LA POLÍTICA EN EL APARADOR
La política actual es una realidad sensible que nada tiene que ver con la virtud del conocimiento universal. La política no es una ciencia, ni un arte ni una filosofía. El "ratio universalis", que es requisito indispensable e insustituible para trascender el hieratismo y el desgaste subterráneo de la opinión por la opinión misma, no parece ser nunca del interés del político ni de quien dice participar en su ejercicio por el simple hecho de opinar; ni del reaccionario, ni del individuo que todo lo ve para sí mismo, hasta lo colectivo. Lo que importa no es lo que le importa al individuo, ni a la gran mayoría, ni al cúmulo sensible de las cofradías, ni al poder político. Las importancias son importantes cuando se mira desde el espíritu mismo porque el ser humano es, antes de lo que lo responsabiliza como ente social, un ser humano, con potencial de inteligencia y asombro por la vida. En este contexto, la mal entendida idea de la democracia nada tiene que ver. Las ordas de la opinión pública se entrelazan como filamentos de preocupación que creen profunda para sus adentros por la simple satisfacción individual que genera la euforia comunitaria. La inteligencia cede y da paso a la moda, al escándalo, a la nota periodística y al chisme. El ocio que sobre expone al tema político adquiere forma de locutor televisivo, de columnista editorial, de crítica permanente, de arte panfletario y de inconformidad retraída, esa que es mera retórica verbal, que todo lo juzga y defiende a capa y espada lo indefendible: una mediocridad mal oliente.

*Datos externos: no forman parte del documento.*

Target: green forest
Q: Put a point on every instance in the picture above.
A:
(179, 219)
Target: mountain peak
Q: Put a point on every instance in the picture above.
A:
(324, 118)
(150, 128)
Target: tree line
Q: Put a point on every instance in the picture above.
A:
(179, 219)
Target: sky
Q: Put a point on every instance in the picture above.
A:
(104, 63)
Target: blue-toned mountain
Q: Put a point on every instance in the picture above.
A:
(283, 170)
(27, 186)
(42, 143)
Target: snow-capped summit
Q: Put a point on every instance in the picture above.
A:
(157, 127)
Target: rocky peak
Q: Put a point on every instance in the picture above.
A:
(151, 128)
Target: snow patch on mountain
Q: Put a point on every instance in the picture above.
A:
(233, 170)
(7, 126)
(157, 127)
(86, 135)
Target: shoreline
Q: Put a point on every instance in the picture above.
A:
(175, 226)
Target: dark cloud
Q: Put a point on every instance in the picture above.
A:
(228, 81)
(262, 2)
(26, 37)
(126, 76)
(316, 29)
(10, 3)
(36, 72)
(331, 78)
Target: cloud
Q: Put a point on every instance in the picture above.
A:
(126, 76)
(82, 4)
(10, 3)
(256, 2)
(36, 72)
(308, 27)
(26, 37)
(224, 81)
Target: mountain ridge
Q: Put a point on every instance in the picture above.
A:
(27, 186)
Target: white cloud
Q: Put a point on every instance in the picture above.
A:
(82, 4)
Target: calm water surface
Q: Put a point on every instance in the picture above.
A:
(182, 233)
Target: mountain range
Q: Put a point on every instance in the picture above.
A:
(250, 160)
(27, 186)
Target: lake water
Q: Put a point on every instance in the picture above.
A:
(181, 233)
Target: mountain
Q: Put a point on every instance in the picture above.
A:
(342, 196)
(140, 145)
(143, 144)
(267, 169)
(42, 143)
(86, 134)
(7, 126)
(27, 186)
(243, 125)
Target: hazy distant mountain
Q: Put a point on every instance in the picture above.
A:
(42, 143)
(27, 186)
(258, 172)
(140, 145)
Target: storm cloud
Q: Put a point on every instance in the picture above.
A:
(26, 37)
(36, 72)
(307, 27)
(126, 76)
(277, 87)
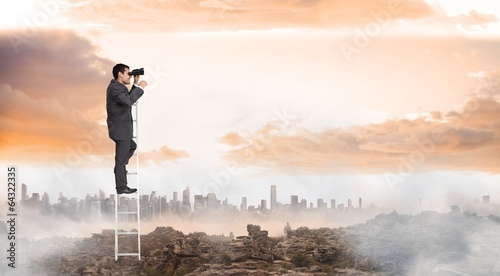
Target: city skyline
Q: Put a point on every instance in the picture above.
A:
(211, 202)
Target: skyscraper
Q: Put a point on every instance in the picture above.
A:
(486, 199)
(295, 202)
(186, 205)
(263, 204)
(273, 197)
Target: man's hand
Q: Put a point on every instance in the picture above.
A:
(143, 84)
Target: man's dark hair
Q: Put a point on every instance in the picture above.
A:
(120, 67)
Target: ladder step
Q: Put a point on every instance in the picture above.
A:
(128, 254)
(127, 233)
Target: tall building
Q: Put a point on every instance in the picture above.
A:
(486, 199)
(211, 201)
(102, 194)
(273, 197)
(186, 205)
(200, 202)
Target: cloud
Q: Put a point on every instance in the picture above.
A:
(209, 15)
(474, 18)
(53, 100)
(464, 139)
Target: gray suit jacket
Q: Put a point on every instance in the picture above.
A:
(119, 103)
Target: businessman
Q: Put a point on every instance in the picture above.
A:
(119, 101)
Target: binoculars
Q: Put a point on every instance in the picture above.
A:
(136, 72)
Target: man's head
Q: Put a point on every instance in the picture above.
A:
(120, 73)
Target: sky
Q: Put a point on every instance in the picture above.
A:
(390, 101)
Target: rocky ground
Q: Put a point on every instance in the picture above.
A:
(390, 244)
(166, 251)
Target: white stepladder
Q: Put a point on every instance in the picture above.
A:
(126, 213)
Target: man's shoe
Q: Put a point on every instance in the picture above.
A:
(127, 190)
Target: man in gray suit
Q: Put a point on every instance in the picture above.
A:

Los cultos, no los que se auto nombran intelectuales, académicos e investigadores, sino los que viven en un mundo aparte, sumergido en labores de introspección y reflexión desentendida, saben muy bien que la construcción del criterio y la visión expedita sobre el mundo es un proceso doloroso, no tanto por lo que implica la adquisición del conocimiento, sino por la negación de lo que somos, en todo momento a la defensiva y a la condescendencia, contradicción que el mexicano ha hecho lo suficientemente bien para no hacer nada por el individuo universal y desapegado a los estímulos que nos hemos acostumbrado a hacer hipersensibles. Pero la situación no es exclusiva del mexicano ni es, como se ha dado en gestionar una crítica superficial a los jóvenes, generacional. Aquí la universalidad no es la horizontalidad de nuestras miserias, es la tangencialidad universal de la estupidez humana, que parece perderse en los orígenes de la especie y que parece por eso mismo y su recurrencia, la naturaleza que nos hace ser los seres opacos que somos. La razón como cualidad exclusiva e inherente a nuestra condición de pensamiento, tan enarbolada y ensalzada por nosotros mismos, es la virtud menos explotada; basta mirar alrededor y hacia adentro para reconocer en ello las inconsistencias de siempre. Darse cuenta de esto implica un sacrificio constante y permanente que no es posible sostener con una simple decisión y un simple deseo. Es la voluntad de hacer del hombre un ser luminoso.
¿La política importa? Con todo y que determina en gran medida lo que somos y hacemos, que acapara los espacios mediáticos y determina el uso de la economía, no importa tanto como creemos; o más bien, como nos hemos permitido hacer que creemos; es una idiosincrasia mayor, fetichista, irracional en muchos sentidos, ausente de moral y falta de inteligencia. Sin embargo, ¿qué haríamos en una sociedad actual sin Estado?